The Federal Reserve has been buying $85 billion in bonds each month in an effort to push down long-term interest rates and turbocharge the recovery. Fed Chairman Ben S. Bernanke said earlier this week that the central bank would probably begin to reduce that amount this year and end the purchases altogether when the unemployment rate hits about 7 percent, which is expected to occur in mid-2014.
Bernanke said the timeline represented the “consensus” at the Fed, though it was not included in the official statement approved by members of the central bank’s influential policy-setting committee. Bullard is a voting member of that group this year and dissented from the official statement.
Bullard said he is particularly worried that inflation is too weak, clocking in at less than 1 percent in recent months. He has pushed for increasing bond purchases if it does not improve soon.

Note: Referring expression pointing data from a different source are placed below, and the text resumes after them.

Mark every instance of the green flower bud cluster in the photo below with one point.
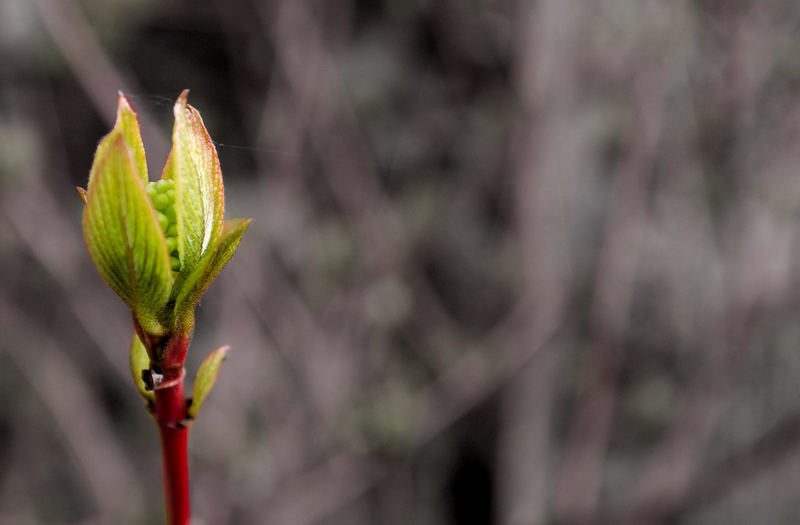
(162, 193)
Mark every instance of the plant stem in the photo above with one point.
(170, 411)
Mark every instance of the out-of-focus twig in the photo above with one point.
(107, 473)
(93, 69)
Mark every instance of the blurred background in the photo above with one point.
(512, 262)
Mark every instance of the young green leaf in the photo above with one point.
(215, 258)
(122, 232)
(128, 126)
(140, 361)
(199, 195)
(206, 377)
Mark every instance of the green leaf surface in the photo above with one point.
(199, 194)
(139, 361)
(206, 377)
(128, 126)
(122, 232)
(215, 258)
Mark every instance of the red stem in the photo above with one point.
(170, 411)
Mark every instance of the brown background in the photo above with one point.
(512, 262)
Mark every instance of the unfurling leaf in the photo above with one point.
(199, 195)
(122, 232)
(215, 258)
(206, 377)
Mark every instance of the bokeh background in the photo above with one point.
(512, 262)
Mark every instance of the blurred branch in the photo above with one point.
(82, 423)
(74, 37)
(579, 478)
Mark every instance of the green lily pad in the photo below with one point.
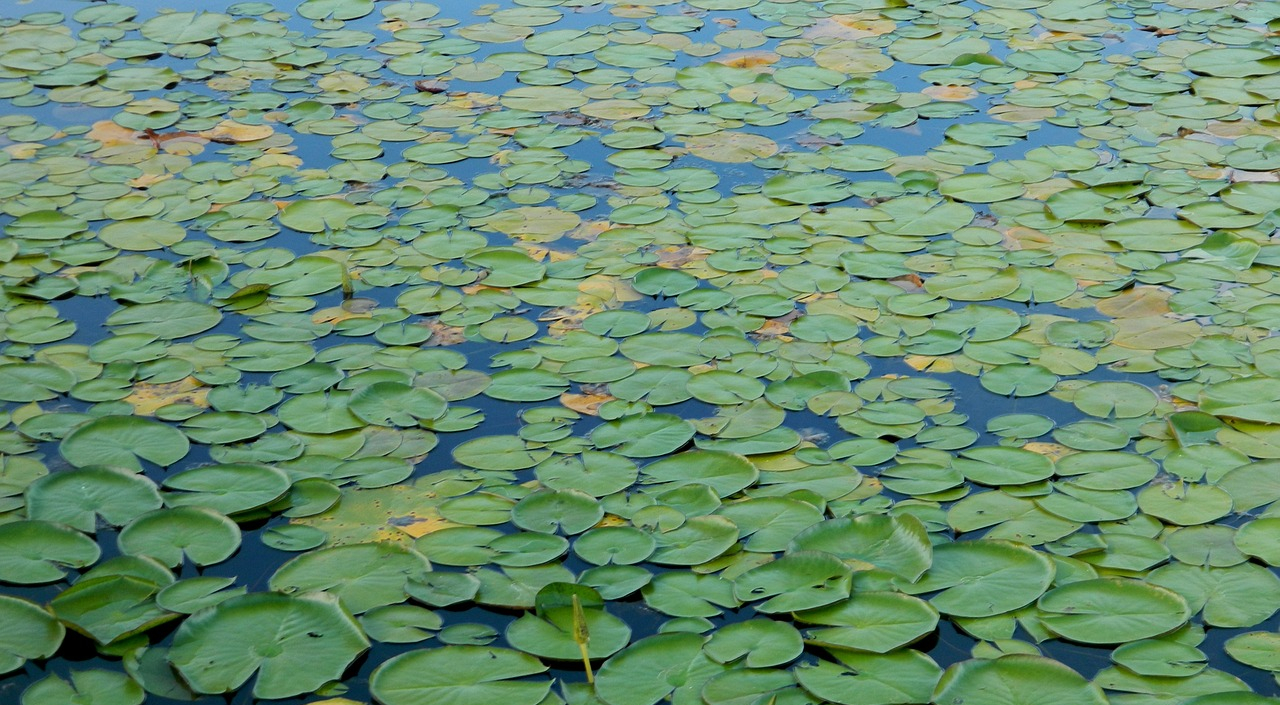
(28, 632)
(123, 440)
(1015, 680)
(461, 674)
(293, 644)
(36, 552)
(1111, 610)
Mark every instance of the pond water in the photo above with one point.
(712, 352)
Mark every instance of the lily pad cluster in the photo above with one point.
(613, 353)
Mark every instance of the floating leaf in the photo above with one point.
(1111, 610)
(293, 644)
(461, 674)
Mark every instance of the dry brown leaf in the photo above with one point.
(1051, 451)
(231, 131)
(585, 403)
(146, 398)
(951, 94)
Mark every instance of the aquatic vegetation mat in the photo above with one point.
(720, 352)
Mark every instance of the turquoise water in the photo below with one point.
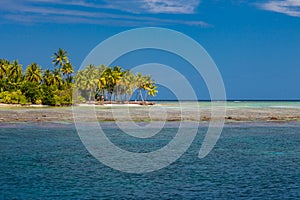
(235, 104)
(48, 161)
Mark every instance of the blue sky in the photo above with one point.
(255, 44)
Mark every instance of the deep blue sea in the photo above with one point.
(250, 161)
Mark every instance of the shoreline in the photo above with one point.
(138, 113)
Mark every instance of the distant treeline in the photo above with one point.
(55, 87)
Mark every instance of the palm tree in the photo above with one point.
(60, 58)
(4, 65)
(57, 79)
(15, 71)
(48, 77)
(126, 84)
(67, 70)
(108, 78)
(91, 80)
(33, 73)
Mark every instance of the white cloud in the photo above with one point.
(90, 12)
(288, 7)
(156, 6)
(171, 6)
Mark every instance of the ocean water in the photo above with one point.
(250, 161)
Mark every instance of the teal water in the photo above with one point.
(234, 104)
(250, 161)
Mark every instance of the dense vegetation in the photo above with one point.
(55, 87)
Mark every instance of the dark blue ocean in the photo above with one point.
(250, 161)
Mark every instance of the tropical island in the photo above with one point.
(94, 84)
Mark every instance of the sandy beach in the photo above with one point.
(11, 114)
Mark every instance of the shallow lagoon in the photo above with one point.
(48, 160)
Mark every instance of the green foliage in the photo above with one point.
(15, 97)
(55, 87)
(113, 83)
(32, 91)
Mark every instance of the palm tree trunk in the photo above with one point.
(141, 95)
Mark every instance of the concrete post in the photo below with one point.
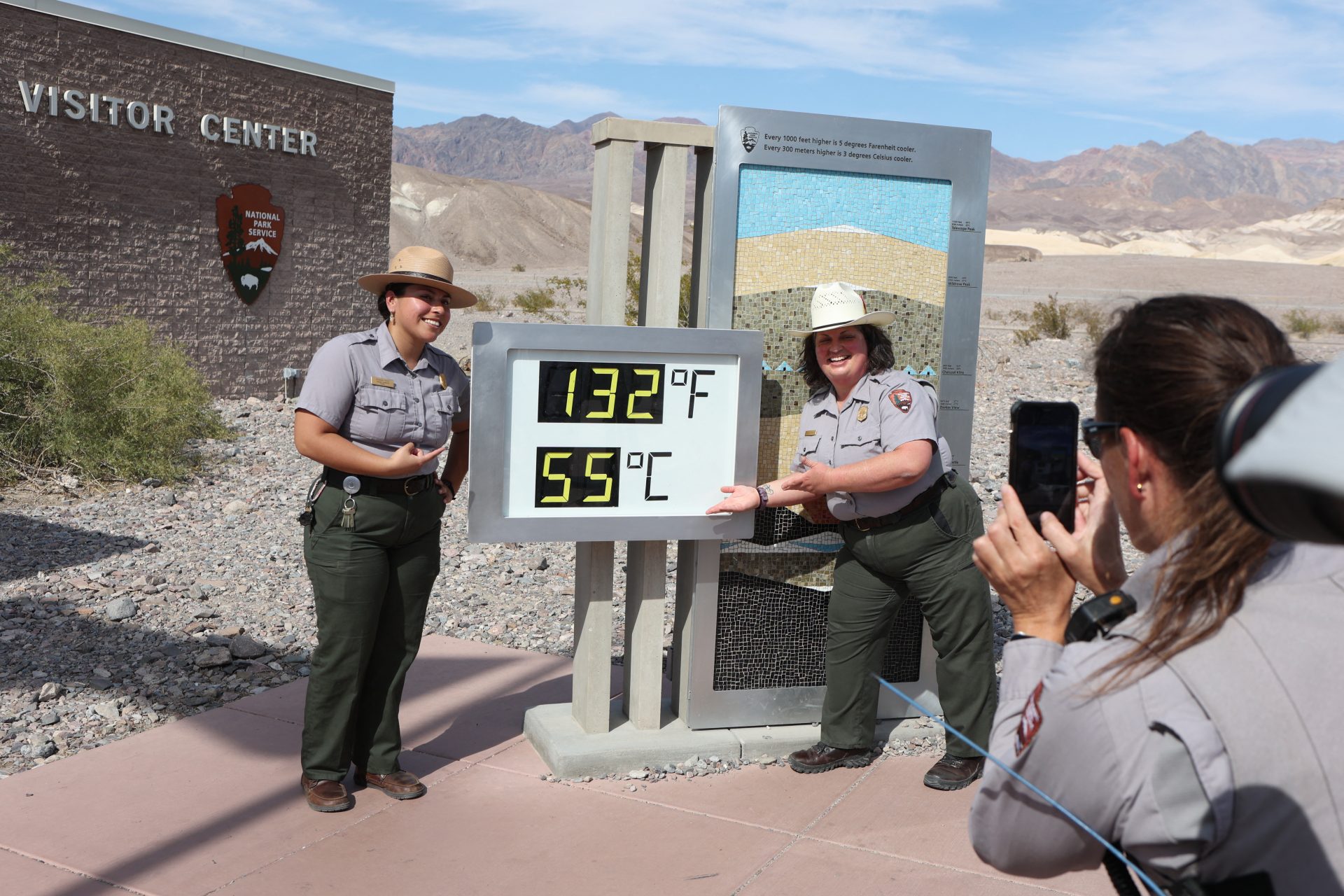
(701, 237)
(645, 593)
(664, 223)
(609, 241)
(593, 573)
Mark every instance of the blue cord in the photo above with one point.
(1148, 881)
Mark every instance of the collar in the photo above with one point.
(387, 349)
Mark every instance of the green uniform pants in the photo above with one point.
(371, 584)
(926, 558)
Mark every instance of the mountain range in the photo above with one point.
(1195, 194)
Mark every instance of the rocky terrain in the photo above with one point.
(124, 609)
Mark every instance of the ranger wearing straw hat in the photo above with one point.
(869, 445)
(377, 410)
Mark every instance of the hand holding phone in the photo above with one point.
(1043, 458)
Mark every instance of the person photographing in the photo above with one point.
(1199, 734)
(869, 447)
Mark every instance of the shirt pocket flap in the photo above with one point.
(377, 398)
(863, 434)
(445, 402)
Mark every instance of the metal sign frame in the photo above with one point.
(956, 155)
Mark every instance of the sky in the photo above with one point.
(1049, 78)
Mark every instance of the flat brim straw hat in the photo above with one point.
(425, 267)
(836, 305)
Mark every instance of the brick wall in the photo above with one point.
(128, 216)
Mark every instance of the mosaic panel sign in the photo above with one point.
(897, 211)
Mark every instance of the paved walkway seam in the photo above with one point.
(803, 833)
(76, 872)
(939, 865)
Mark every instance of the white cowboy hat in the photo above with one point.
(424, 266)
(836, 305)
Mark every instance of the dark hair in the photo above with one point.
(1166, 370)
(881, 355)
(396, 289)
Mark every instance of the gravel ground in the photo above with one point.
(125, 609)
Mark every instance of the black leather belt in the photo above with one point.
(374, 485)
(924, 498)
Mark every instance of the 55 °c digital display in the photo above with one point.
(597, 393)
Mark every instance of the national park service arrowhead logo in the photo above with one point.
(252, 232)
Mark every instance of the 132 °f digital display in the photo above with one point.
(600, 393)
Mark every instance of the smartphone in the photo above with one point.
(1043, 458)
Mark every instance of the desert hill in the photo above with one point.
(500, 191)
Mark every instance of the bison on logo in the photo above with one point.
(252, 232)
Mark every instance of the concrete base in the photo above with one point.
(570, 752)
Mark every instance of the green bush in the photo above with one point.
(486, 300)
(566, 285)
(537, 301)
(1047, 318)
(1303, 323)
(1092, 318)
(108, 400)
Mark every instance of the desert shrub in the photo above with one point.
(566, 285)
(539, 300)
(1303, 323)
(108, 400)
(486, 300)
(1092, 318)
(1046, 318)
(1051, 318)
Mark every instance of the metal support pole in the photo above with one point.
(645, 593)
(664, 226)
(701, 235)
(609, 241)
(594, 566)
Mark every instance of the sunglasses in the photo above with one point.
(1093, 430)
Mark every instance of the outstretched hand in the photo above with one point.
(1030, 578)
(816, 479)
(407, 460)
(741, 498)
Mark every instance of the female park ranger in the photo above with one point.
(869, 445)
(375, 412)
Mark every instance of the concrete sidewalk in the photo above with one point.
(213, 805)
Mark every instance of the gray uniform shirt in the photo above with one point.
(1147, 764)
(885, 412)
(359, 384)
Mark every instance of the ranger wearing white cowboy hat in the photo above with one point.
(869, 447)
(377, 410)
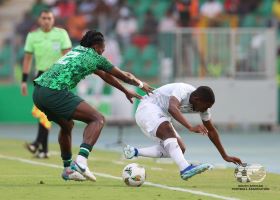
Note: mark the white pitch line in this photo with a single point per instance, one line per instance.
(119, 178)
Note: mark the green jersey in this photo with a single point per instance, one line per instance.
(47, 46)
(74, 66)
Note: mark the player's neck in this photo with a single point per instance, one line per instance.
(46, 29)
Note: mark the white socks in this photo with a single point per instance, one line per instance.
(156, 151)
(172, 147)
(81, 160)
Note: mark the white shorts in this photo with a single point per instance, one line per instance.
(149, 116)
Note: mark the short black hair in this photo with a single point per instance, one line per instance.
(205, 93)
(91, 38)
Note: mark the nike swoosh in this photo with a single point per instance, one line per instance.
(82, 169)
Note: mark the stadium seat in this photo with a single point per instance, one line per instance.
(160, 9)
(130, 58)
(149, 63)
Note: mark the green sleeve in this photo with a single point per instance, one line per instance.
(28, 47)
(104, 64)
(66, 42)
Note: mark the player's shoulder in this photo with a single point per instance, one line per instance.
(183, 85)
(34, 32)
(59, 30)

Signaling a reduction, he said in the interview, “was the wrong kind of response given the way the data were coming in.”
“I think the committee should be more respectful of responding to data in a systematic way,” he said. “That’s what builds confidence with markets.”
U.S. stock markets sank after the Fed’s announcement before stabilizing Friday. The major indexes ended the week down about 3.5 percent.
Bernanke “is finding that making a smooth exit from his ultra-easy monetary policies may be much more difficult to accomplish than he expected,” said Ed Yardeni, president and chief investment strategist at Yardeni Research.
Markets had been on edge in recent weeks as investors tried to parse officials’ remarks for clues to the Fed’s intentions — and came up with conflicting answers. In laying out a timeline for ending bond purchases on Wednesday, Bernanke stressed that the central bank will probably hold onto them until they mature. He also emphasized that the Fed will not consider raising short-term interest rates until the unemployment rate hits 6.5 percent or inflation rises above 2.5 percent.
Bullard noted that monetary policy is still providing plenty of support to the economy. But, he added, the sell-off in the markets demonstrates that the direction of the Fed’s movements are important as well.
“You can communicate it one way or another way, but the markets are saying that they’re pulling up the probability we’re going to withdraw from the [bond purchases] sooner than they expected, and that’s having a big influence,” he said in the interview.
According to their economic forecasts published this week, Fed officials believe the economy will grow between 2.3 percent and 2.6 percent this year, down slightly from their previous predictions. They anticipate the recovery will pick up next year to a growth rate between 3 percent and 3.5 percent, slightly better than previously expected.
Those predictions are more optimistic than many private forecasts, however. And the Fed has been too rosy in the past, projecting a return to the heady days of 4 percent growth rate in 2012, then 2013 and finally 2014. Now that pace is not even on the horizon.
That should make officials cautious about signaling a reduction in stimulus too soon, Bullard said.
“The Fed has been predicting a better future for a long time, and it just has not materialized. And so these forecasts aren’t worth that much, including mine,” he said. “So I don’t think you should make important policy changes based on the idea that you’re more optimistic about your forecast. You should wait until you actually see some data.”